The duty to accommodate: The Supreme Court rules in favour of the employer
The Supreme Court of Canada has just ruled in the case of Hydro-Québec, unanimously reversing the decision rendered by the Court of Appeal of Québec in February 2006. In doing so, the Supreme Court upheld the dismissal of an employee as a result of excessive absenteeism due to an illness, after several unsuccessful attempts to accommodate her.
In this case, the plaintiff had held the position of Sales, Rates and Commercial Programs Clerk for approximately twenty-four (24) months at the time of her dismissal by Hydro-Québec. Suffering from mixed personality disorder with borderline and dependent character traits, the employee had been absent from work for extended periods of time on several occasions during the seven (7) years preceding her termination. As a result, the employer had proceeded to terminate the plaintiff's employment due to her high level of absenteeism and her inability to perform her work duties on a regular basis for the reasonably foreseeable future. In order to make this decision, the employer relied on the opinion of two (2) experts in psychiatry who believed that the plaintiff's work attendance would remain a problem in the future.
The Union contested the plaintiff's dismissal by way of a grievance and alleged that the employer did not fulfill its duty to accommodate.
The parties agreed that the plaintiff was suffering from a handicap, namely from a personality disorder resulting in episodes of depression and periods of absenteeism, sometimes for extended periods of time.

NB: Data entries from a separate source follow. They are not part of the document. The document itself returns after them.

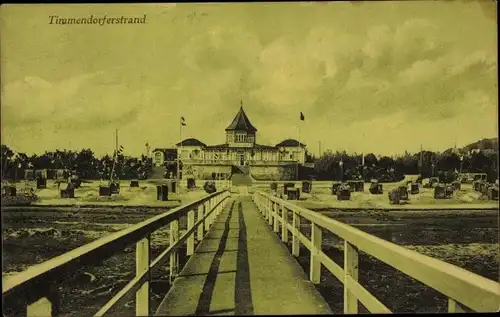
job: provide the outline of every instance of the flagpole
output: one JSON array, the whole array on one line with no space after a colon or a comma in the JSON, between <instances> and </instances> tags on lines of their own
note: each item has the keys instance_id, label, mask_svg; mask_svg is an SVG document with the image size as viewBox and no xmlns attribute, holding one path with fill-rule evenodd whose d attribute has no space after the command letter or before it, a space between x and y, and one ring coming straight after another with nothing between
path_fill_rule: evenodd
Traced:
<instances>
[{"instance_id":1,"label":"flagpole","mask_svg":"<svg viewBox=\"0 0 500 317\"><path fill-rule=\"evenodd\" d=\"M297 181L299 181L299 157L300 157L300 122L299 122L299 139L297 140Z\"/></svg>"},{"instance_id":2,"label":"flagpole","mask_svg":"<svg viewBox=\"0 0 500 317\"><path fill-rule=\"evenodd\" d=\"M179 120L179 139L180 139L180 142L181 142L179 148L182 151L182 119ZM175 178L177 179L177 181L180 181L180 177L179 177L179 173L180 173L179 164L180 164L181 151L179 151L179 150L177 151L178 152L177 153L177 173L175 175Z\"/></svg>"},{"instance_id":3,"label":"flagpole","mask_svg":"<svg viewBox=\"0 0 500 317\"><path fill-rule=\"evenodd\" d=\"M118 159L118 129L115 131L115 159L113 160L113 167L111 168L110 183L113 182L113 175L115 173L116 160Z\"/></svg>"}]
</instances>

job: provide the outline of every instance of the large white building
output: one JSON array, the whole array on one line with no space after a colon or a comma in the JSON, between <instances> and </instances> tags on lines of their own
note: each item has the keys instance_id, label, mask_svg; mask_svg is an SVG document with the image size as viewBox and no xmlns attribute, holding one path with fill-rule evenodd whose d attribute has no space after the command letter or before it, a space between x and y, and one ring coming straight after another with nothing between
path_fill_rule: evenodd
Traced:
<instances>
[{"instance_id":1,"label":"large white building","mask_svg":"<svg viewBox=\"0 0 500 317\"><path fill-rule=\"evenodd\" d=\"M185 139L174 149L153 150L155 166L175 161L180 153L182 178L226 178L235 171L255 178L291 179L297 165L305 163L306 146L287 139L276 145L257 143L257 129L248 119L243 106L225 130L226 142L207 145L198 139ZM265 176L269 177L265 177Z\"/></svg>"}]
</instances>

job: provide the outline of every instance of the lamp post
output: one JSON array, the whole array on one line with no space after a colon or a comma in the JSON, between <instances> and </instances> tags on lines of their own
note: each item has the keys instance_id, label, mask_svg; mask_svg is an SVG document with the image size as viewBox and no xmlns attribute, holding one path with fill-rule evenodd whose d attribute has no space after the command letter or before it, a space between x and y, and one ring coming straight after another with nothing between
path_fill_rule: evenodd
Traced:
<instances>
[{"instance_id":1,"label":"lamp post","mask_svg":"<svg viewBox=\"0 0 500 317\"><path fill-rule=\"evenodd\" d=\"M340 160L339 162L339 166L340 166L340 181L343 182L344 181L344 162L342 162L342 160Z\"/></svg>"}]
</instances>

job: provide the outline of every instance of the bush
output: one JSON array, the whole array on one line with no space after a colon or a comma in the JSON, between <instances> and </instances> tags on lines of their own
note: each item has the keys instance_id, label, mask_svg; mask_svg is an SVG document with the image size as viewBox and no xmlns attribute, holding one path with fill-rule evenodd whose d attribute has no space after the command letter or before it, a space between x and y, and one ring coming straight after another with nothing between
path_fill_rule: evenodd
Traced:
<instances>
[{"instance_id":1,"label":"bush","mask_svg":"<svg viewBox=\"0 0 500 317\"><path fill-rule=\"evenodd\" d=\"M209 193L215 193L217 191L217 188L215 187L215 182L213 181L206 181L205 184L203 185L203 189Z\"/></svg>"},{"instance_id":2,"label":"bush","mask_svg":"<svg viewBox=\"0 0 500 317\"><path fill-rule=\"evenodd\" d=\"M29 206L36 201L38 197L35 194L26 194L18 196L2 195L2 206Z\"/></svg>"}]
</instances>

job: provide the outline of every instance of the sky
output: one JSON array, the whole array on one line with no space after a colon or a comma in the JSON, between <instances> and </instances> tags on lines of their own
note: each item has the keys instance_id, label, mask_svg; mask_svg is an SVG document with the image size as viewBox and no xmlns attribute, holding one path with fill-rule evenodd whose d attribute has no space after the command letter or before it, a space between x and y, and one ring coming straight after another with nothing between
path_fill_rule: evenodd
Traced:
<instances>
[{"instance_id":1,"label":"sky","mask_svg":"<svg viewBox=\"0 0 500 317\"><path fill-rule=\"evenodd\" d=\"M1 142L127 155L257 142L392 155L498 136L495 2L2 5ZM145 24L50 24L143 17ZM300 112L305 120L300 121ZM320 145L321 142L321 145Z\"/></svg>"}]
</instances>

Pursuant to the Charter of Human Rights and Freedoms (Québec), an employer has an obligation to accommodate an employee suffering from a handicap, up to the point of undue or excessive hardship.
The arbitrator had initially rejected the grievance and the Superior Court of Québec had confirmed the decision of the arbitrator.
The Court of Appeal, while recognizing that the employer had demonstrated much patience and remarkable tolerance towards the plaintiff, nonetheless concluded that Hydro-Québec failed to establish that it had considered all reasonably possible accommodation measures when it terminated the plaintiff's employment. The Court of Appeal held that Hydro-Québec could have created a part-time position for the plaintiff, as had been suggested by her treating physician at the time of her dismissal.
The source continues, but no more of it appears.